Their burial in Israel, therefore, may have reinforced the idea that Jews do not belong to France, but rather to Israel, and that their murders were a Jewish problem and not a French problem.  

This cannot be the message that we offer up to the world. We must insist that France claim French Jews as their own, as citizens of France, not only publicly and loudly, but also sincerely, just as we must mourn them as Jews.

Comparisons to the 1930s are being offered now by those who understand neither the 1930s nor today. It is essential to remember that, in the 1930s, the attack against the Jews was government sponsored, by the most powerful people as well as by important interest groups native to their country. Today’s attacks are by disempowered people who impose their views through criminal acts of violence and intimidation. Meanwhile, the world powers, the leaders of Europe — Chancellor Angela Merkel of Germany, Prime Minister David Cameron of Great Britain, Hollande and Pope Francis among them — are condemning anti-Semitism loudly and clearly. One cannot compare the power of contemporary Jews and the reality of Israel with the abject powerlessness and statelessness of Jews in the 1930s. The refusal to equate today’s events with the Holocaust should not be license to minimize their importance, but rather to insist that we affirm how far we have come since then.
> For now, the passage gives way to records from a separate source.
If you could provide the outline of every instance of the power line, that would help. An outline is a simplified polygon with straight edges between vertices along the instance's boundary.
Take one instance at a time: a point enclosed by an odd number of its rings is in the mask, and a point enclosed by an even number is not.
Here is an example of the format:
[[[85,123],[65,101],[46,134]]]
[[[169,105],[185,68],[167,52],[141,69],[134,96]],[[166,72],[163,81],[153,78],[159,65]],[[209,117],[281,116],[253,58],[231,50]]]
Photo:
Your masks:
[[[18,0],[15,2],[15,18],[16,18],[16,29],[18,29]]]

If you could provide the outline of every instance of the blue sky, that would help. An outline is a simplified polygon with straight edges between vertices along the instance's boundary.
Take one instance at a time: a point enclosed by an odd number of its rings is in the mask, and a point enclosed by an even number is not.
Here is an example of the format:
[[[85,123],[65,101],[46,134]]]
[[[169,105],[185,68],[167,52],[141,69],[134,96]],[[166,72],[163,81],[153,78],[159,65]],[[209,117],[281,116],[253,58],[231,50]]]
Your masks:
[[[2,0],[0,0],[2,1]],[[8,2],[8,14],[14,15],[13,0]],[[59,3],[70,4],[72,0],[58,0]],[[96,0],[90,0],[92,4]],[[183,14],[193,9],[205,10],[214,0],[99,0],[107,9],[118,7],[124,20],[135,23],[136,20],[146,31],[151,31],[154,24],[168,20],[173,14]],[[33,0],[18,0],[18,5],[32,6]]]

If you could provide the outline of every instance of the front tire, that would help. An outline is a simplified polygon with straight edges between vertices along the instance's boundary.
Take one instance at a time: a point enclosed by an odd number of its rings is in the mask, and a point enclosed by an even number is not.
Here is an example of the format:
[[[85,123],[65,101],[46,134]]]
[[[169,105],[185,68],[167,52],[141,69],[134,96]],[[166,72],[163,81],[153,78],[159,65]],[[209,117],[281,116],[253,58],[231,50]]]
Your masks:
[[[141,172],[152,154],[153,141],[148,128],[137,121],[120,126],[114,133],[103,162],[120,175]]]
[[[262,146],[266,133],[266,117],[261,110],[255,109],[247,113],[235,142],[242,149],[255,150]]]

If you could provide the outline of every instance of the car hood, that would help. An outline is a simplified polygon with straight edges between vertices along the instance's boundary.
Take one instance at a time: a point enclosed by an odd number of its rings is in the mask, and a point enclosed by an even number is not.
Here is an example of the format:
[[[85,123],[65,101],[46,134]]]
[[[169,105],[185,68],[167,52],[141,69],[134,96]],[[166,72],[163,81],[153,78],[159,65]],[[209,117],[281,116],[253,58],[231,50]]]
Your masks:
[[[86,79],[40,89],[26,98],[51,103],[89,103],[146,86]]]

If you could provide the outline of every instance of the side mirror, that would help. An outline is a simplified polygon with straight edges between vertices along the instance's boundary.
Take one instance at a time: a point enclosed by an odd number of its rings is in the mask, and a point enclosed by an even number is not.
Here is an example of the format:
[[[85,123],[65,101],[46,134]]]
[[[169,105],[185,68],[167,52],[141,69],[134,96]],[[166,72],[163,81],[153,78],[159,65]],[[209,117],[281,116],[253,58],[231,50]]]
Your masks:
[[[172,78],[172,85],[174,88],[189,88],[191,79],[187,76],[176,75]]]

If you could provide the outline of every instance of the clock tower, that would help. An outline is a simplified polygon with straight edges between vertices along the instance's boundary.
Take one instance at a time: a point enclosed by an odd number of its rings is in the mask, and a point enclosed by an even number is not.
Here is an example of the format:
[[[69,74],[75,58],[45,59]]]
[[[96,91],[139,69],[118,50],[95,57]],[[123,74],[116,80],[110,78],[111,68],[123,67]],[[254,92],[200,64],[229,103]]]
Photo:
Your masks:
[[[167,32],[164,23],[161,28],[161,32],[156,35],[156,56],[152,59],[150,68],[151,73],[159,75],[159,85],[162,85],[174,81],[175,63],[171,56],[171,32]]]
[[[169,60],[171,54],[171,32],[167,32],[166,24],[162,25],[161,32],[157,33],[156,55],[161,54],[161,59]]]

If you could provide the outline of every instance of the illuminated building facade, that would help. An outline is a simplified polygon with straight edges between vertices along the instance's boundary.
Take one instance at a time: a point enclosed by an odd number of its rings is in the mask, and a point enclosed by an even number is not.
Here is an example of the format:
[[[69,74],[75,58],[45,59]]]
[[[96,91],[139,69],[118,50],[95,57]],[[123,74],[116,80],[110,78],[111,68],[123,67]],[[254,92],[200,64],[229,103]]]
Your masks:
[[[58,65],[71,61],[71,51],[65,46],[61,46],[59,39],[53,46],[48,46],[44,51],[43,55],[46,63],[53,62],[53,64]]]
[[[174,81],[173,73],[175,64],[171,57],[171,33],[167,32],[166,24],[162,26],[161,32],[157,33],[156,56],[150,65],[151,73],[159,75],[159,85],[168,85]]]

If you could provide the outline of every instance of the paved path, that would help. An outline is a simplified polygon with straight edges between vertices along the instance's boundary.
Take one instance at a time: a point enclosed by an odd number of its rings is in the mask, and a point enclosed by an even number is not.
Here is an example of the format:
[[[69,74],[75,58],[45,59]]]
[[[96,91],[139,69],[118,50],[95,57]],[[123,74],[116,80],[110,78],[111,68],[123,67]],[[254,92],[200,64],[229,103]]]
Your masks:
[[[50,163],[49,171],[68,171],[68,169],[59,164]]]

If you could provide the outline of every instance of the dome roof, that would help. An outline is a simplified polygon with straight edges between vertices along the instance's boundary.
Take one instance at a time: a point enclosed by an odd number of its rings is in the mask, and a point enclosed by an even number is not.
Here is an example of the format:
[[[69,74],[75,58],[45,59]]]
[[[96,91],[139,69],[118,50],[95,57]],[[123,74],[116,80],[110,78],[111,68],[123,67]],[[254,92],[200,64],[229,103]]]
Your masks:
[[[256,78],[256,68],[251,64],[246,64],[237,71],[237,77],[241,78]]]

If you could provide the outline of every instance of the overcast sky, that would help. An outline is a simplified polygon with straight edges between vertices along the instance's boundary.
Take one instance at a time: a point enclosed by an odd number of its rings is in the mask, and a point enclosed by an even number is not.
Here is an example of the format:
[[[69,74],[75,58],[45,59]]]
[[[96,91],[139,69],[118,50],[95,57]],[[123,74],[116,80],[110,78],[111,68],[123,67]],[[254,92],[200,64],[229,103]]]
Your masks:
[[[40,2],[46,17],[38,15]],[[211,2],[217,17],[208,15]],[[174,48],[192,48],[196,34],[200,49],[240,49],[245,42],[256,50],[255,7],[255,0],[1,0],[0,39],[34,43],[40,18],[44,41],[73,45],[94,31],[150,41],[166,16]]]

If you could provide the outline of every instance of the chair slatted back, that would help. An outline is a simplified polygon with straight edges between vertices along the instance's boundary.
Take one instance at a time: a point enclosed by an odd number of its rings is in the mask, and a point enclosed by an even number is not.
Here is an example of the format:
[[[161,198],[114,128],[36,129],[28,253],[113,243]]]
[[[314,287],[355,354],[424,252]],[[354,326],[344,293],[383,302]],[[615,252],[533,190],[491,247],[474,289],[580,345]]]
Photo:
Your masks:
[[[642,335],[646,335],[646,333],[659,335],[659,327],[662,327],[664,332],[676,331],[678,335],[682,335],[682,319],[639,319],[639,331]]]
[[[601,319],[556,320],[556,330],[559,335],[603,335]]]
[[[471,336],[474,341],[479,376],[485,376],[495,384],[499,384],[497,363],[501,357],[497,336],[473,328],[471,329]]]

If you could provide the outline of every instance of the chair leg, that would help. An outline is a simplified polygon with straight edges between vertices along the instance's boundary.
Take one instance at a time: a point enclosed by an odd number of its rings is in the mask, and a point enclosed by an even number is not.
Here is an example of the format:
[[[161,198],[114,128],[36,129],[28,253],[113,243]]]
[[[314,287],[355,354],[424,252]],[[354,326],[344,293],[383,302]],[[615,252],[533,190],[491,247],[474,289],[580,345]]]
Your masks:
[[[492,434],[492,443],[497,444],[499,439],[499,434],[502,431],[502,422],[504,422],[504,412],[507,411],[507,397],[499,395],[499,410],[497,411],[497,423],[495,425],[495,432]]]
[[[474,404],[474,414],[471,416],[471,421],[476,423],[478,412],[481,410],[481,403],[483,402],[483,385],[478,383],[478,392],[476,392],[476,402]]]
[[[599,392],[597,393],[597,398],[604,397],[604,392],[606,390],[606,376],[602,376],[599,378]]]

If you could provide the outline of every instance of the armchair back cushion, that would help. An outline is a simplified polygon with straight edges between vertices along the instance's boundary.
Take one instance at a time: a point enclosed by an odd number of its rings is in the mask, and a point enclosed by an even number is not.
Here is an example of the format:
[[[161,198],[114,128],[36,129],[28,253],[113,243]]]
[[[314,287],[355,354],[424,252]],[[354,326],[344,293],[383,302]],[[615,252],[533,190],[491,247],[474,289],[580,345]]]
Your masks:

Walking home from synagogue in Los Angeles, I saw that my French neighbor displayed a sign, Je Suis Charlie, on his lawn, and I asked for a similar sign to place on mine. I would have felt better, much better, if my neighbor and his fellow countrymen all had exhibited two signs side by side: Je Suis Charlie, Je Suis Juif.

Only when both signs stand side by side — when the rights of French citizens are valued just as highly as the essential democratic right to free speech — only then will the situation of Jews in France truly change.